Of all the challenges faced while setting up a Startup, raising funds is the most difficult. While several angel investors have stepped up their operations, the total count is still not enough. To address this issue and make Startup India funding easier, the Cabinet had approved the setting up of a ‘Fund of Funds’ for Startups, with a proposed corpus of Rs. 10,000 crore at SIDBI (Small Industries Development Bank of India).
Foreign investors tend to prefer later stage risks and that makes up for about 90% of the venture capital that India receives, which is estimated to be about $20 billion. Seed and early stage Startups, together, receive the remaining 10%. Thus, providing a domestic source of capital for seed and early-stage Startups is obviously a welcome move.
Since investing in Startups is highly risky, the Government had left it up to the professionals rather than include Government officials in the attempt to deploy and disburse the funds. This was an important decision and India is not the only country that follows this procedure.
As the manager of these funds, SIDBI has constituted a Venture Capital Investment Committee (VCIC) with external experts like Sanjeev Bikchandani, Mohandas Pai, Saurabh Srivastava, H K Mittal, Prof Vaidyanathan and Kiran Karnik.
So far, Rs. 600 crore has been released to SIDBI. SIDBI has sanctioned Rs. 129 crore to venture funds, of which, Rs. 114 crore has gone to five funds.

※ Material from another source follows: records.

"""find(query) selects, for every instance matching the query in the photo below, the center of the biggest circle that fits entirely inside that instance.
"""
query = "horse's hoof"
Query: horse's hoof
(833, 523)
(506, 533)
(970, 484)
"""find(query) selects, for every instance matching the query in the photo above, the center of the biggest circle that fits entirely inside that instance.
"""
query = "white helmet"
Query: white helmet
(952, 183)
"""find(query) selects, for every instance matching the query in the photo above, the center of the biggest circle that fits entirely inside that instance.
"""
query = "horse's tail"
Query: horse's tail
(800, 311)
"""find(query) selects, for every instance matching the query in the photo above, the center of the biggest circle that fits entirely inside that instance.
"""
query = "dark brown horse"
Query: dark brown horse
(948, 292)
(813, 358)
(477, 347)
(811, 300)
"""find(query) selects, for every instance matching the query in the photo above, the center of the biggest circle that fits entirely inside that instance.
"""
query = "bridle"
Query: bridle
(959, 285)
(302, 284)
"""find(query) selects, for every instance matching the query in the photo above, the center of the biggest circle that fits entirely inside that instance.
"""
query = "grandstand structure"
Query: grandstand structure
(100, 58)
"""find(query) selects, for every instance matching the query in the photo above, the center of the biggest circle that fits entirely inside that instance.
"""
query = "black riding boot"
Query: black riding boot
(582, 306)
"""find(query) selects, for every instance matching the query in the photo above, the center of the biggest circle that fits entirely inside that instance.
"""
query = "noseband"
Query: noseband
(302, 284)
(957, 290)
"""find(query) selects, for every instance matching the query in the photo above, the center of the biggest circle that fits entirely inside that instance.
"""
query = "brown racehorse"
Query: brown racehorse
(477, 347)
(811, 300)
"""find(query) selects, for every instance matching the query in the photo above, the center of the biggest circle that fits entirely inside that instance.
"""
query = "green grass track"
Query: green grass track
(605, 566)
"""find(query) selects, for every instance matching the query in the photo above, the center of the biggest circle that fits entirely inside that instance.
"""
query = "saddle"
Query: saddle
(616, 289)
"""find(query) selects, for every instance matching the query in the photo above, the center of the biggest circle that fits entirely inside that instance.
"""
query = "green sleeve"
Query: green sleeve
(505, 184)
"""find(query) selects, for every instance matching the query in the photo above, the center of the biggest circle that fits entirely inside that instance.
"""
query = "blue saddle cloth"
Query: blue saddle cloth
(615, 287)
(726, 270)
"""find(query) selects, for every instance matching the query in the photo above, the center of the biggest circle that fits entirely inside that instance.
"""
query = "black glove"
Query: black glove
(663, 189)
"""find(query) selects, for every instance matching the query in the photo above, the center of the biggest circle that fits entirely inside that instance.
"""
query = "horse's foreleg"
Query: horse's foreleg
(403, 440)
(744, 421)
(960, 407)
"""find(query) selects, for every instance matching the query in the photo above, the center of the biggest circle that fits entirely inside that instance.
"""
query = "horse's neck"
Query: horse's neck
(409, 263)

The Government is already working on relaxing the norms based on the experiences over the past year. Additionally, the Government is in constant interaction with stakeholders and has given assurance to expedite its commitment to the Startup India campaign in a timely manner including the current constraints on Fund of Funds for Startups. The Government is also working towards making the FFS Operating Guidelines less restrictive and more accommodating.